Was crimes against humanity in Venezuela means, describes once again a report by a commission commissioned by the UN Human Rights Council. It talks about methods of torture, about prisoners being beaten with batons, inflicted pain with electric shocks and having plastic bags pulled over their heads to suffocate them.
“Our investigations have shown that the Venezuelan state relies on the secret services and their agents to suppress dissent. Serious crimes and human rights abuses are committed, including torture and sexual violence," Marta Valiñas, head of the Venezuela investigative commission, said on Tuesday. "These practices must stop immediately and those responsible must be prosecuted."
It is the third report that the investigative commission has presented. Allegations of torture had already been raised in the recent past. According to the authors, 246 people were interviewed for the current report, including 140 men and 106 women, some directly, some by telephone or video link. Venezuela itself did not allow the reconnaissance group into the country.
Hidden prisons across the country
The investigation commission shows how Venezuela's government uses the secret services DGCIM and SEBIN to stay in power. The director of the DGCIM, for example, is the president, the socialist ruler Nicolas Maduro, directly subordinate. Former prisoners at the Secret Service's main location testify about the situation they were in there. They speak of prison cells that hardly get any natural light, and that they had to defecate in bags and plastic bottles and sometimes eat off the floor. According to witnesses, the head of the DGCIM intelligence service also received orders directly from the ruler Maduro, but there is no written evidence of this.

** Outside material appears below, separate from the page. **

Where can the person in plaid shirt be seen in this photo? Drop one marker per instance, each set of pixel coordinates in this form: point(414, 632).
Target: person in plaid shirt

According to former employees, the DGCIM also worked with Cuban agents. The agency also ran hidden prisons across Venezuela, where prisoners were taken for questioning and torture.
The secret service SEBIN should also torture applied, former employees report that some cases were ordered directly by Maduro. The former director, Christopher Figuera (2018-2019), reports that he was in constant contact with the vice president, but that the most important orders came from Maduro.
Internationally, Venezuela's ruler is largely isolated after he took action against opposition politicians and had the National Assembly ousted a few years ago. 6.8 million Venezuelans have left the country since 2015, more than the number of Syrian refugees. Recently, however, there has been a rapprochement from neighboring Colombia, on the initiative of the newly elected left-wing President Gustavo Petro. Around 2.5 million Venezuelan migrants live in Colombia alone.